JEZA DA PEDRA: O ANTROPOTRAVISMO CONTRA OS NEOCARETAS

Concierge, gerente de motel 5 estrelas, auxiliar administrativo e até anfitrião de karaokê. São essas algumas das profissões pelas quais já passou Jonatas Rodrigues — mais conhecido como Jeza da Pedra —, multiartista do Rio de Janeiro que acaba de lançar o videoclipe de Terrorista Viado, música que tem potencial para virar hit na internet e nas baladas pelo Brasil.

 

 

Sua experiência com o público não é novidade: Jeza já tocava nos bares do Vidigal, voz e violão, um estilo que chama carinhosamente de sapamusic. Mas foi apenas há 2 anos que resolveu largar o mercado formal de empregos para se dedicar ao que realmente gosta de fazer: arte. Aos 33, ele envereda pela música, poesia, audiovisual e performance de forma livre, política e autoconsciente. Esse exercício criativo culminou na concepção de um personagem muito bem localizado.

Foto: João Pacca

“Jeza é uma entidade antropotrávica da Floresta da Tijuca que veio para lançar um set da passividade na onda neocareta brasileira”, dispara em uma videoconferência animada. A escolha da alcunha vem da época em que escrevia poesia e contos, e assinava com o pseudônimo de Jesus Christopher da Silva. “Quando entrei no Facebook queria que meu nome fosse esse, mas a rede social não aceitou. Daí flexionei para o feminino (Jeza) e não houve mais problema”.

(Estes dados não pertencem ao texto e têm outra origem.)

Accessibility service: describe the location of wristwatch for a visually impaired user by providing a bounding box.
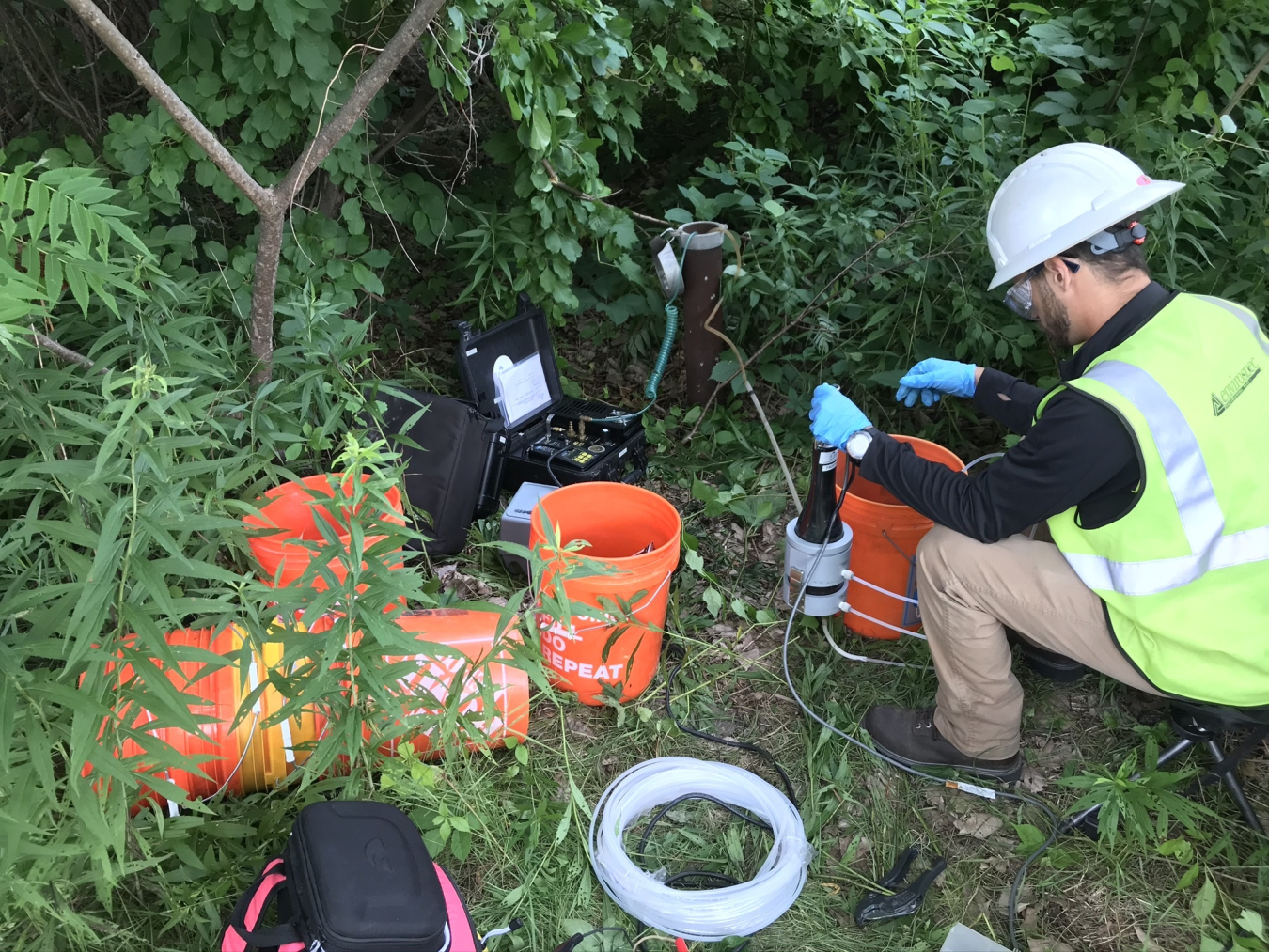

Trecho da letra de Cuida Noiz, canção autoral, onde questiona padrões de comportamento heteronormativos.

Trecho da letra de Cuida Noiz, canção autoral, onde questiona padrões de comportamento heteronormativos.

Juntando um mar de referências que vão da literatura ao cinema, passando pela música pop americana e pelo funk e pagode cariocas, Jeza se inseriu com muito bom humor na cultura do remix. “É sobre celebrar a música popular brasileira e o entretenimento como um verdadeiro ato de ocupação musical”.

Em Celular, versão forró de Hotline Bling, ele prova isso. Totalmente sem vergonha, transforma o hit em um mix de arrocha, forró e tecnobrega, que é chique e cafona ao mesmo tempo — exatamente como a música original de Drake.

 

 

Mas é em canções como Terrorista Viado e a supracitada Cuida Noiz que sua obra adquire uma dimensão política, ao se apropriar do território do pop para levantar questões do ativismo LGBT atual.  Jeza se autodenomina bicha terrorista, e explica o conceito: “elas [as terroristas] são personalidades subversivas que ousaram botar a cara no sol e exigirem respeito mesmo estando fora dos padrões pré-estabelecidos. São as gays afeminadas, as feministas, as trans… essas figuras que sofrem preconceito até mesmo dentro do universo LGBT”. E ele sabe bem do que está falando: tudo o que canta é observação das suas vivências transitando na periferia do Rio de Janeiro e entre diferentes recortes demográficos.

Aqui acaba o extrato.